Die Hauptfigur Chinonso hat eine Hühnerfarm im nigerianischen Umuahia. Eines Nachts hält er eine Frau, Ndali, davon ab, von der Brücke zu springen – eine Begegnung mit verheerenden Auswirkungen. Die beiden verlieben sich ineinander, möchten heiraten, doch Ndalis wohlhabende, gebildete Familie lehnt den einfachen Hühnerzüchter ab. Die Demütigungen, die Chinonso durch sie erlebt, werden zur Triebfeder des Unglücks in diesem Roman – oder des "Schicksals", wie es raunend schon im Klappentext heißt.

Um Ndali nicht zu verlieren, beschließt Chinonso, auf Zypern zu studieren. Dass sie ihn unbedingt zurückhalten will, nimmt er nicht ernst. Der alte Schulfreund, der vorgibt, ihm helfen zu wollen, betrügt ihn um sein Geld. Mittellos und desillusioniert kommt er in Zypern an. Dort landet er unschuldig im Gefängnis, erlebt Schlimmstes und kehrt nach Jahren traumatisiert zurück.
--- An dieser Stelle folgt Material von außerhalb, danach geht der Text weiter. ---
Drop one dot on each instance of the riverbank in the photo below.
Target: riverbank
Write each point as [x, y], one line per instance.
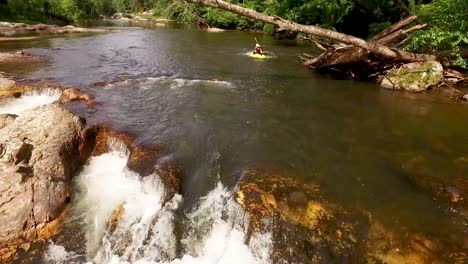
[286, 158]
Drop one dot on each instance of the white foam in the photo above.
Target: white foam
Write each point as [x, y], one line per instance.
[58, 254]
[146, 230]
[28, 100]
[176, 83]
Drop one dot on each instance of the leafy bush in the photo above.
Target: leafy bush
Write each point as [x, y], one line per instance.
[448, 29]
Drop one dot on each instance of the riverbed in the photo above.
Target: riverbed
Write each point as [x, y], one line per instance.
[217, 111]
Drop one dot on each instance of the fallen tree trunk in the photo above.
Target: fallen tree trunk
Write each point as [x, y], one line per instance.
[373, 47]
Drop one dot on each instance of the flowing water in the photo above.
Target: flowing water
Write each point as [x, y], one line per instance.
[217, 111]
[27, 101]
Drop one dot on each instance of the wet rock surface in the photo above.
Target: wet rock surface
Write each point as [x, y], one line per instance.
[75, 94]
[414, 77]
[6, 119]
[451, 191]
[18, 57]
[306, 227]
[144, 160]
[8, 29]
[38, 158]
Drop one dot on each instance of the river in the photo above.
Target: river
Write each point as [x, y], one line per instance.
[217, 111]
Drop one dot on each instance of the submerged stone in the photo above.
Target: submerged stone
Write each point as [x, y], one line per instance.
[39, 155]
[306, 227]
[414, 77]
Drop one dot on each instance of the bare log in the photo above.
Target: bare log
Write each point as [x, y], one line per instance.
[401, 24]
[283, 24]
[398, 34]
[448, 53]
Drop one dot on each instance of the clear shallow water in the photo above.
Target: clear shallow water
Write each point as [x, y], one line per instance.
[217, 110]
[28, 101]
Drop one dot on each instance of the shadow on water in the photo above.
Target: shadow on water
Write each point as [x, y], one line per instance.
[350, 137]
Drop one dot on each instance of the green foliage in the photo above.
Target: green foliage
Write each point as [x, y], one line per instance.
[327, 13]
[448, 29]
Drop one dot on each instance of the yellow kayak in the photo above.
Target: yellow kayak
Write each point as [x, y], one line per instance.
[258, 56]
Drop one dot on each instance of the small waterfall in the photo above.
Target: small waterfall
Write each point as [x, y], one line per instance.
[215, 229]
[29, 100]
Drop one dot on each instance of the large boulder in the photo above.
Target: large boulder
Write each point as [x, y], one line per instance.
[145, 160]
[6, 83]
[306, 227]
[414, 77]
[39, 152]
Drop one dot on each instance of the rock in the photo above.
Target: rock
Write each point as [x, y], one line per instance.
[126, 17]
[73, 94]
[18, 57]
[39, 155]
[444, 189]
[6, 119]
[115, 218]
[215, 30]
[414, 77]
[9, 29]
[306, 227]
[145, 160]
[387, 246]
[6, 83]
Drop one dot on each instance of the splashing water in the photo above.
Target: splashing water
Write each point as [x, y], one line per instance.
[145, 233]
[173, 83]
[28, 101]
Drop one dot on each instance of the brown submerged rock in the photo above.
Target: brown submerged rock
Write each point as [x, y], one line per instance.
[6, 119]
[18, 57]
[414, 77]
[386, 246]
[8, 29]
[452, 190]
[144, 160]
[306, 227]
[10, 88]
[38, 158]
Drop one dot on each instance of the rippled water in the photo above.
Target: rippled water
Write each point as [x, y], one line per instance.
[218, 110]
[28, 101]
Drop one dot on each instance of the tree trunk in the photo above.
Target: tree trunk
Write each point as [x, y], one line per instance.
[377, 49]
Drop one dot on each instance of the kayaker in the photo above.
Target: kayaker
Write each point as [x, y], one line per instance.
[258, 49]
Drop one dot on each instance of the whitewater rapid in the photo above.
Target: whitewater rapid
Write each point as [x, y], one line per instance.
[28, 101]
[145, 233]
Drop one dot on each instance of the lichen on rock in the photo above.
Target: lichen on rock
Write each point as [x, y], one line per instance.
[414, 77]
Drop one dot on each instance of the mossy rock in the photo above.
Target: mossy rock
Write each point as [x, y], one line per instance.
[414, 77]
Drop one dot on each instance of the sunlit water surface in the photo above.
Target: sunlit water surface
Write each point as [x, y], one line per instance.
[218, 110]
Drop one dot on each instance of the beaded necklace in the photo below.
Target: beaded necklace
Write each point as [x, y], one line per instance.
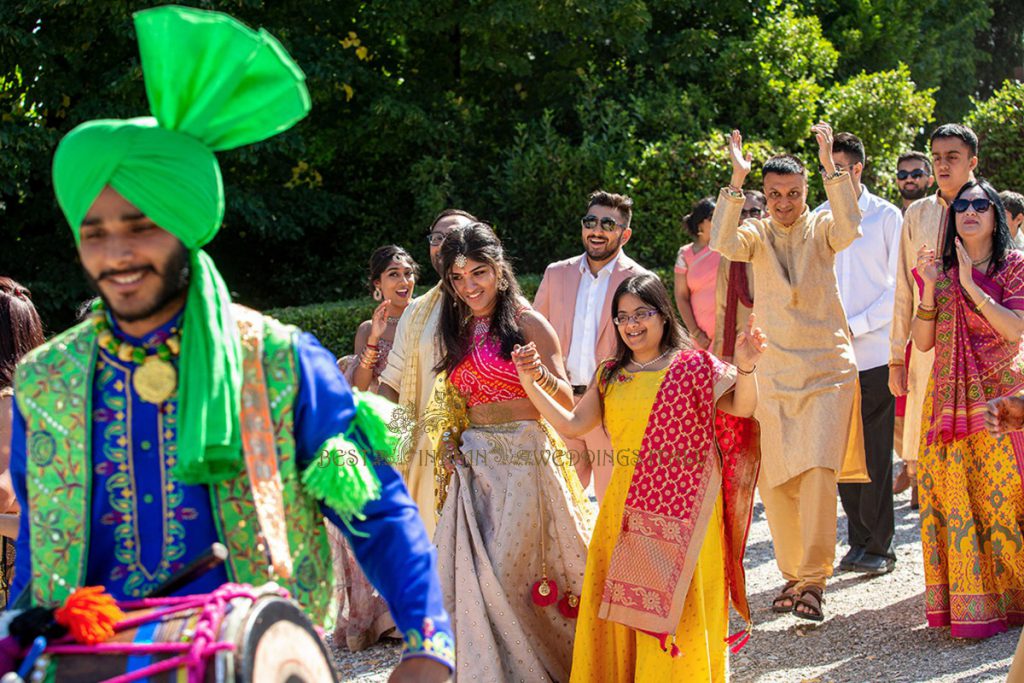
[154, 377]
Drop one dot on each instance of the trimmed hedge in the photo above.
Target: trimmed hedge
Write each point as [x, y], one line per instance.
[335, 324]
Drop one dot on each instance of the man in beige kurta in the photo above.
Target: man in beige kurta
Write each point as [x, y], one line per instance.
[954, 157]
[808, 406]
[409, 377]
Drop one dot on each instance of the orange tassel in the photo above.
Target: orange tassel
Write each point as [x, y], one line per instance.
[89, 614]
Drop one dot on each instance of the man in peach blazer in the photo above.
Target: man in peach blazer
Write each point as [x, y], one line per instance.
[576, 297]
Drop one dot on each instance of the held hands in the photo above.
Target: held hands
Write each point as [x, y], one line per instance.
[378, 323]
[1005, 415]
[928, 265]
[527, 363]
[740, 163]
[751, 345]
[823, 134]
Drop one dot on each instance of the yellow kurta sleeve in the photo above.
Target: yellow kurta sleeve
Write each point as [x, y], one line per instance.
[845, 226]
[903, 305]
[730, 239]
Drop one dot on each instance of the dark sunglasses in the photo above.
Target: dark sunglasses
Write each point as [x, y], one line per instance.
[980, 205]
[607, 223]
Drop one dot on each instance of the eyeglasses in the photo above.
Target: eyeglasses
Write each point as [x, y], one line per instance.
[607, 223]
[915, 174]
[638, 316]
[980, 205]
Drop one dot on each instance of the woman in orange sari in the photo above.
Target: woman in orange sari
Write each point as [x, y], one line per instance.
[667, 551]
[972, 501]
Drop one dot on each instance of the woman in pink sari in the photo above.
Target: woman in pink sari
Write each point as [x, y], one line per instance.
[696, 274]
[972, 501]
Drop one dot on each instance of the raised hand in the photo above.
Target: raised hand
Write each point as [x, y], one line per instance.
[966, 266]
[822, 133]
[1005, 415]
[928, 265]
[378, 323]
[751, 345]
[740, 163]
[527, 361]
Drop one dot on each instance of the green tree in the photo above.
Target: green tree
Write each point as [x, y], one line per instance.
[997, 122]
[887, 112]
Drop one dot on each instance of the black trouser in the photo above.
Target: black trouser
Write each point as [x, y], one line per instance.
[869, 506]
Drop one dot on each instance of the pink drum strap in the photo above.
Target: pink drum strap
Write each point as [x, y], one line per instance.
[193, 655]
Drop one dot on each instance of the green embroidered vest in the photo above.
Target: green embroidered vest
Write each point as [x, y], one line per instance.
[53, 386]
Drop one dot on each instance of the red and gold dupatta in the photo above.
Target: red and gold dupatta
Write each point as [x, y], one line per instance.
[690, 452]
[973, 363]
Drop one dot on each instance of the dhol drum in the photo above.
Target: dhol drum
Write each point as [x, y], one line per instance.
[237, 634]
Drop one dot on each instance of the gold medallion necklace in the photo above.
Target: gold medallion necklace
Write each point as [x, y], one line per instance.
[154, 377]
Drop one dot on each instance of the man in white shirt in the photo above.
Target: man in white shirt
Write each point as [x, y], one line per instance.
[576, 297]
[866, 275]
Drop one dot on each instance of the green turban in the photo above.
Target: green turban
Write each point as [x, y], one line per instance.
[212, 84]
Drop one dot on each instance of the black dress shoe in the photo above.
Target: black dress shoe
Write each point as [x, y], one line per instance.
[849, 561]
[875, 564]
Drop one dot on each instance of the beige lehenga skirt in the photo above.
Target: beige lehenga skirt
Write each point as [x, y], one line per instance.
[514, 514]
[363, 615]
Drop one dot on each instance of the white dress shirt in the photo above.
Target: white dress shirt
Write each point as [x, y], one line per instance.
[581, 364]
[866, 275]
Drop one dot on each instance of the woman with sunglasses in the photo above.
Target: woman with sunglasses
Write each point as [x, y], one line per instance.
[696, 270]
[392, 276]
[972, 501]
[668, 547]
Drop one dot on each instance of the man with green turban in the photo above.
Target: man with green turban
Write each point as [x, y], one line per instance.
[173, 419]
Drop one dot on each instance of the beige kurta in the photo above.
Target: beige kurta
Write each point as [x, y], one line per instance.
[922, 224]
[721, 297]
[411, 372]
[809, 396]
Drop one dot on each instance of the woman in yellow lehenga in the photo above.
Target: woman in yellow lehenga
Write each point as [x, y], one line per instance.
[972, 503]
[667, 551]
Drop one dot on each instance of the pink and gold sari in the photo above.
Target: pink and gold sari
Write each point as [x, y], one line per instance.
[972, 501]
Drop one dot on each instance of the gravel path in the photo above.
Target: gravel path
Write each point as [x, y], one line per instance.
[873, 630]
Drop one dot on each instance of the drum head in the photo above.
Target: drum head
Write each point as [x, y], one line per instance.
[279, 644]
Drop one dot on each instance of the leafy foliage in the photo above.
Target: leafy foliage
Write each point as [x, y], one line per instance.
[514, 110]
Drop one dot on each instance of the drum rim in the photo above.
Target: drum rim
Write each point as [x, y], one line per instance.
[258, 622]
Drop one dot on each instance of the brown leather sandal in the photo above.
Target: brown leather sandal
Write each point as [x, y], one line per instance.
[813, 609]
[786, 593]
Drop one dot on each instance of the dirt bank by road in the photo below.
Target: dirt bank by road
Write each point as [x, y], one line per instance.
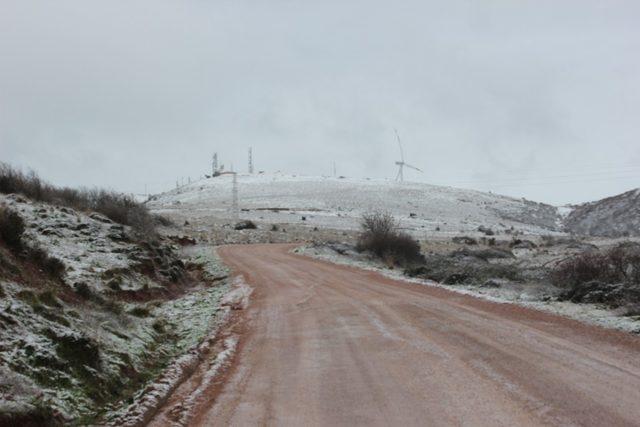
[334, 345]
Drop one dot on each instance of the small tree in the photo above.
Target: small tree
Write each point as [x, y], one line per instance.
[381, 237]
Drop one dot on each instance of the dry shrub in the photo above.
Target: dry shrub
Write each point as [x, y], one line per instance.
[620, 264]
[381, 237]
[121, 208]
[49, 264]
[11, 228]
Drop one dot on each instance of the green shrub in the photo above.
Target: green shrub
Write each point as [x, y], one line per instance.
[118, 207]
[11, 228]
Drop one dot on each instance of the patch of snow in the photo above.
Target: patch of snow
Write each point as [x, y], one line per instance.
[587, 313]
[339, 204]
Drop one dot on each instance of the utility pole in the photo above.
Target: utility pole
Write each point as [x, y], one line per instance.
[236, 211]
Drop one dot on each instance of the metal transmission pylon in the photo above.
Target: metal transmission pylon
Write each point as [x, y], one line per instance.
[401, 164]
[236, 210]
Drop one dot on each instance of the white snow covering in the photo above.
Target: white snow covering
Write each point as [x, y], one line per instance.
[338, 203]
[525, 296]
[147, 403]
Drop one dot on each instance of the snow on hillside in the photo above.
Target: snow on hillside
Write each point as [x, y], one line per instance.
[339, 202]
[615, 216]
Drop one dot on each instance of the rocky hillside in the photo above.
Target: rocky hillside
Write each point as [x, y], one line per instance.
[616, 216]
[90, 313]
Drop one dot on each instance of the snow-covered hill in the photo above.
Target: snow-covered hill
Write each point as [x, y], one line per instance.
[615, 216]
[339, 203]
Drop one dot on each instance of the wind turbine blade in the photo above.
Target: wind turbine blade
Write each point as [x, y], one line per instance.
[399, 144]
[413, 167]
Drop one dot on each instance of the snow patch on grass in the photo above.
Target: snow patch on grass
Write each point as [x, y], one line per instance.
[526, 296]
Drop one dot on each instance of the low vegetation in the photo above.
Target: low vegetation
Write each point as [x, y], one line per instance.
[620, 264]
[610, 277]
[381, 237]
[117, 207]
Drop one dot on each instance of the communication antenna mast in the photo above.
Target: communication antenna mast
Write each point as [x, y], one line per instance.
[214, 164]
[236, 210]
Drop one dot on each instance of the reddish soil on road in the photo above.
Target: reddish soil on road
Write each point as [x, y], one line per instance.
[328, 345]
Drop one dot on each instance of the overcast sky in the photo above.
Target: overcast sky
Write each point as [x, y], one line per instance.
[539, 99]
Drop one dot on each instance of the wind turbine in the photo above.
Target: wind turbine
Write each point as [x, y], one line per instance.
[401, 164]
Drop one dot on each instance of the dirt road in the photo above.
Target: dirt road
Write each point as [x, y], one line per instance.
[328, 345]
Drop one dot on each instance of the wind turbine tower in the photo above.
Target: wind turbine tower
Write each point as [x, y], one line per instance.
[234, 202]
[214, 164]
[402, 164]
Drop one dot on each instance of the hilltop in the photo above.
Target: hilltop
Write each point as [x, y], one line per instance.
[338, 203]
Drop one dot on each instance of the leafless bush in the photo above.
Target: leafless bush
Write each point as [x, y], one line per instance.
[620, 264]
[49, 264]
[381, 237]
[379, 224]
[11, 228]
[118, 207]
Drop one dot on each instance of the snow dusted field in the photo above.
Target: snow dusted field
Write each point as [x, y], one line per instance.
[538, 297]
[338, 203]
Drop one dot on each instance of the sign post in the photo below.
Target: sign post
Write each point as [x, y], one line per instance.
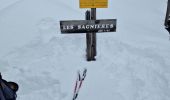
[90, 25]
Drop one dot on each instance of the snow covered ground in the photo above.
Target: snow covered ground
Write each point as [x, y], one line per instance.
[132, 63]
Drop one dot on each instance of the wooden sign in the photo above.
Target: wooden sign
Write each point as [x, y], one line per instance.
[93, 3]
[87, 26]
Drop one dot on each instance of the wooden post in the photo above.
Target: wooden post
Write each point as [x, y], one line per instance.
[94, 51]
[88, 39]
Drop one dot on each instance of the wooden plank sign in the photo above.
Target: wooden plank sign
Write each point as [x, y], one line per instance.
[87, 26]
[93, 3]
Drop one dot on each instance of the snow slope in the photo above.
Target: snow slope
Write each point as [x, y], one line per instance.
[132, 63]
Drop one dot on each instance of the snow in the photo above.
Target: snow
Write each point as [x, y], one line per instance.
[132, 63]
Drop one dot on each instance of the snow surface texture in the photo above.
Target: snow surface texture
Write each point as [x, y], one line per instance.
[132, 63]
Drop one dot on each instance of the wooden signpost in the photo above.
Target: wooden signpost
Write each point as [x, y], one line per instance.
[90, 25]
[93, 3]
[86, 26]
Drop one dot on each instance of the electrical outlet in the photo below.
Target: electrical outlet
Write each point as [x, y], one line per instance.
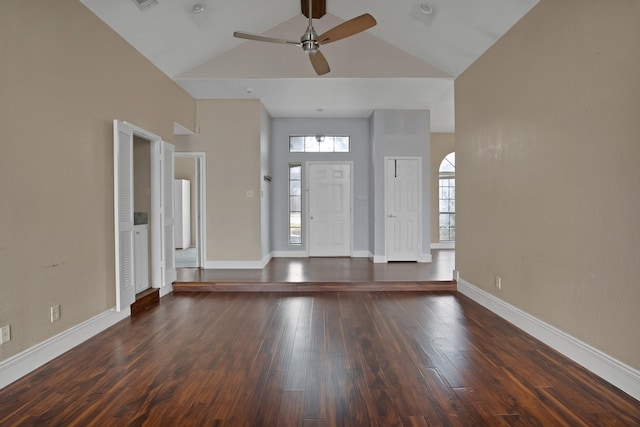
[55, 313]
[5, 336]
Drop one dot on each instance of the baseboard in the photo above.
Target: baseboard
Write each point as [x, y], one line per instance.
[360, 254]
[166, 290]
[29, 360]
[248, 265]
[425, 258]
[443, 245]
[290, 254]
[617, 373]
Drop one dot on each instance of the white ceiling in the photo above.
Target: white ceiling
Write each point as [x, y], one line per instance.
[408, 61]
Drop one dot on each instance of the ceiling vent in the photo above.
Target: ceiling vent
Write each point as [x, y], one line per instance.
[144, 4]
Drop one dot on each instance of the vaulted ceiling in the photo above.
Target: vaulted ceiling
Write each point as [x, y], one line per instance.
[408, 60]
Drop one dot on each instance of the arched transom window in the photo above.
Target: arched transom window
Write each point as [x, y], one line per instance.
[447, 198]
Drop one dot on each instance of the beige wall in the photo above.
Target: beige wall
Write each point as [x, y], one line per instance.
[64, 77]
[547, 148]
[230, 137]
[441, 145]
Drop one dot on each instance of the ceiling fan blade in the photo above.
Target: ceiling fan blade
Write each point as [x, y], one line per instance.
[249, 36]
[319, 63]
[348, 28]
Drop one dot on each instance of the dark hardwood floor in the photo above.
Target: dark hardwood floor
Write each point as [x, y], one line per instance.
[321, 359]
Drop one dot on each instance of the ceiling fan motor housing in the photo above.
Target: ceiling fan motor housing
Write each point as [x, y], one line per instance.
[309, 41]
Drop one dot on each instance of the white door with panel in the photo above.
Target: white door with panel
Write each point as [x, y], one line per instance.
[168, 214]
[403, 209]
[123, 213]
[329, 201]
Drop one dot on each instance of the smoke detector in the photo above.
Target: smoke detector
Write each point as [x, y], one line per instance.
[144, 4]
[426, 9]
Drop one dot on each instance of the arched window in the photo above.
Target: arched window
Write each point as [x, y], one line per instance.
[447, 198]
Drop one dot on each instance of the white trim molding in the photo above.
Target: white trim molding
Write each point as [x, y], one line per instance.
[359, 254]
[166, 290]
[425, 258]
[612, 370]
[290, 254]
[32, 358]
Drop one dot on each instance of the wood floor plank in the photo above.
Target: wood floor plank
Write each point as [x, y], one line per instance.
[320, 359]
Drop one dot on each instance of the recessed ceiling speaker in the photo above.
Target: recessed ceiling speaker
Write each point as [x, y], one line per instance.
[144, 4]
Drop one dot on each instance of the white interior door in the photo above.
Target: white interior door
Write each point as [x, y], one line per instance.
[402, 206]
[329, 195]
[123, 213]
[168, 214]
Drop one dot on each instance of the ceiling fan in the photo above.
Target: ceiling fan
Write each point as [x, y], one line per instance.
[311, 41]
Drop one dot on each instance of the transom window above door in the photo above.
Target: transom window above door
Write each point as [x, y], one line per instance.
[319, 144]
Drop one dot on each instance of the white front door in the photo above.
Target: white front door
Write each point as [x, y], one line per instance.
[402, 209]
[329, 195]
[168, 214]
[123, 212]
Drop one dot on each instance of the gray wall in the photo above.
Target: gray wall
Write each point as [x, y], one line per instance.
[400, 133]
[281, 129]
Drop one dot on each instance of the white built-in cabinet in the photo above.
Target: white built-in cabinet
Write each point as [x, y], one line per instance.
[183, 213]
[141, 257]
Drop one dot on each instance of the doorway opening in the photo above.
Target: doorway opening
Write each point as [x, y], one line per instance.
[190, 183]
[159, 219]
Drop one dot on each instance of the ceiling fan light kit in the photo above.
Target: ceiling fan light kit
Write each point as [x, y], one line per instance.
[311, 41]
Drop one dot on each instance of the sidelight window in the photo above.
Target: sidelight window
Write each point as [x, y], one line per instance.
[295, 204]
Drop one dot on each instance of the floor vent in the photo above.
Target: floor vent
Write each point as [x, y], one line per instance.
[144, 4]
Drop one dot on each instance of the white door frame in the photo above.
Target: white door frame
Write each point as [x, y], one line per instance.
[305, 179]
[386, 204]
[201, 202]
[157, 265]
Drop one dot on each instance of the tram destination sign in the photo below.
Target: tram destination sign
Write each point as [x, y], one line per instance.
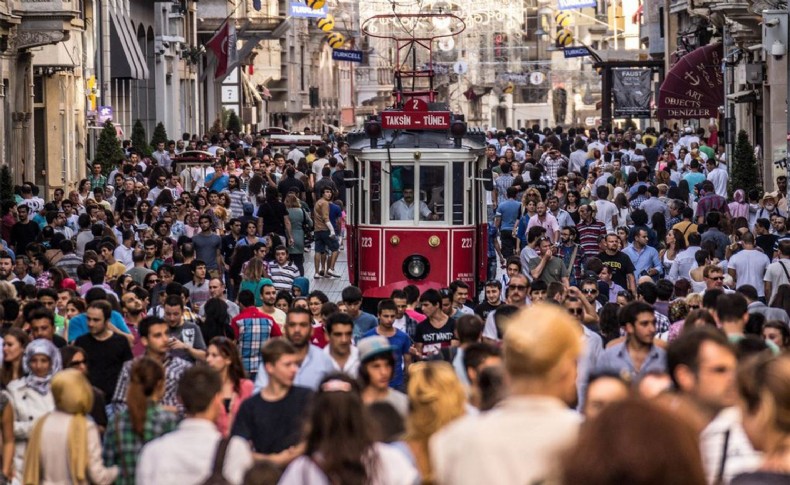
[415, 120]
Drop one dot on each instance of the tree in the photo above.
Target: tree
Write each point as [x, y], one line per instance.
[234, 123]
[140, 140]
[160, 135]
[6, 183]
[743, 172]
[108, 148]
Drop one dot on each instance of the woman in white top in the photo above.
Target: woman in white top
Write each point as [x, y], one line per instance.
[339, 447]
[675, 243]
[30, 395]
[65, 446]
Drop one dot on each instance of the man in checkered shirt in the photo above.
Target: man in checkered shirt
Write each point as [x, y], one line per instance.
[252, 328]
[153, 335]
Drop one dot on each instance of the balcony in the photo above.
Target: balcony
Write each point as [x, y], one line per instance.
[46, 22]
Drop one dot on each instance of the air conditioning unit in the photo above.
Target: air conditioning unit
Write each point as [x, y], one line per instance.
[754, 73]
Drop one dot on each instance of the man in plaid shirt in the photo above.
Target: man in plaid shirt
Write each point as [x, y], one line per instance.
[154, 336]
[252, 328]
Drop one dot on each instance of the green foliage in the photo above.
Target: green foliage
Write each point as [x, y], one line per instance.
[160, 135]
[6, 183]
[108, 148]
[234, 123]
[743, 172]
[140, 140]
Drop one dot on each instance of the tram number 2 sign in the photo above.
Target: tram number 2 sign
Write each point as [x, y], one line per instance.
[415, 120]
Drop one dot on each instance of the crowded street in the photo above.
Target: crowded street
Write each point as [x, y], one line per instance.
[438, 246]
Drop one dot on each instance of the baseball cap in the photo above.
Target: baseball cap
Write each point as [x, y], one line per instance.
[372, 346]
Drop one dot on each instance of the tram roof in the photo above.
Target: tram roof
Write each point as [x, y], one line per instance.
[358, 140]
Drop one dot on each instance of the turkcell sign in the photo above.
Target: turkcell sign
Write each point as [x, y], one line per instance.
[346, 55]
[575, 52]
[415, 120]
[302, 11]
[573, 4]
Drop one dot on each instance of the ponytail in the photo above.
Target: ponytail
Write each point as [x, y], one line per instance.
[146, 377]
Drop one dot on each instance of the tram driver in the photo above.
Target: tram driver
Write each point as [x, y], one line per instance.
[403, 209]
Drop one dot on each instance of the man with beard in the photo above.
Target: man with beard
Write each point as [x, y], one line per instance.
[313, 363]
[637, 355]
[702, 365]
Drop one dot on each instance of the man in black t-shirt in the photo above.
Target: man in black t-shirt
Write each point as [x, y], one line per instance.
[105, 350]
[619, 263]
[272, 419]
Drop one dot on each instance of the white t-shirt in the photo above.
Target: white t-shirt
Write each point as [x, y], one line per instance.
[318, 166]
[749, 266]
[605, 211]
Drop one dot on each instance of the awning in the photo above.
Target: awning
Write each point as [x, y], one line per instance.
[127, 58]
[694, 87]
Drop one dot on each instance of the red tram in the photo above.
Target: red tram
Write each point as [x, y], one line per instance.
[416, 207]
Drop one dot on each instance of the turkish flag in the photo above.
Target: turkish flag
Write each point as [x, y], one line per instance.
[223, 46]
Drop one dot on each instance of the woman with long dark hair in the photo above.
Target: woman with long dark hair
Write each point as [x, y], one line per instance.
[223, 356]
[142, 421]
[339, 445]
[216, 321]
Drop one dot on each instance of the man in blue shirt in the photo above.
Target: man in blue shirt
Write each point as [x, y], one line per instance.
[314, 363]
[645, 258]
[637, 355]
[506, 217]
[219, 180]
[363, 321]
[400, 342]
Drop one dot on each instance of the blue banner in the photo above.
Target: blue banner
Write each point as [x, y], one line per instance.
[302, 11]
[573, 4]
[575, 52]
[345, 55]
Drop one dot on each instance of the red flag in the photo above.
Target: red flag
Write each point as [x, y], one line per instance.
[223, 45]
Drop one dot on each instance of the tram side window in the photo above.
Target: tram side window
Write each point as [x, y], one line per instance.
[402, 192]
[375, 193]
[432, 181]
[458, 184]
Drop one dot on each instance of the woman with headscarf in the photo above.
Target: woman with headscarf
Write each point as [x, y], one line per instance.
[31, 395]
[64, 445]
[740, 206]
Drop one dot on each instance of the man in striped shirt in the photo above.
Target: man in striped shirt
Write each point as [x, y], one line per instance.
[282, 271]
[590, 231]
So viel in Kürze zur leicht kolportageartigen Handlung, die sich streckenweise aber schwerfällig dahinzieht.

Schon für seinen Debütroman Der dunkle Fluss wurde Obioma für den Booker Prize nominiert, auch Das Weinen der Vögel, im Original An Orchestra of Minorities, sein zweiter Roman, stand 2019 auf der Shortlist. Das liegt sicher auch an der gewagten (oder genau auf diesen Eindruck hin kalkulierten und konstruierten) Erzählperspektive. Dafür hat Obioma sich an der Kosmologie der Igbo bedient. Die Geschichte des Chinonso Solomon Olisa wird weder von ihm selbst noch von einem Erzähler berichtet, sondern von einem Zwischending: seinem Schutzgeist, seinem Chi, der in seinem Körper steckt und alles miterlebt, aber auch aus ihm heraustreten kann. Der seine Gedanken und Träume kennt, aber nicht in sein Handeln eingreifen kann. Lediglich Gedanken kann der Chi seinem Schützling schicken.

Das heutige Nigeria

Wie schlecht dieser Chi seinen Job erledigt hat, wird gleich zu Beginn klar, als er bei den Göttern vorstellig wird. "Ich komme, um für meinen Schützling zu sprechen, denn für das, was er getan hat, muss Ala, die Hüterin der Erde, Vergeltung fordern – denn Ala sagt, niemand darf einer schwangeren Frau Leid antun, ob Mensch oder Tier –" Chinonso wird Ndali töten. Den ganzen Roman über versucht sein Chi zu erklären, wie es dazu kommen konnte. Wie er gedemütigt, traumatisiert und verbittert nach Nigeria zurückkehrt und verzweifelt nach Ndali sucht. Sie schließlich findet, aber als Frau eines anderen Mannes. Obioma entwirft in den ausschweifenden Erzählungen des Chi, der sich immer wieder an frühere Reinkarnationen erinnert, ein detailliertes Panorama der nigerianischen Geschichte von den Sklavenmärkten bis zum Biafra-Krieg. Aber er zeigt auch das heutige Nigeria, zerrissen zwischen wohlhabenden Eliten und Armut, westlichen Standards und dem Festhalten an Traditionen, zwischen der christlichen Religion des "weißen Mannes" und der Igbo-Kosmologie der "alten Väter". Immer wieder ist auch die Sprache Thema, die Figuren sprechen, je nach Anlass Englisch oder Igbo.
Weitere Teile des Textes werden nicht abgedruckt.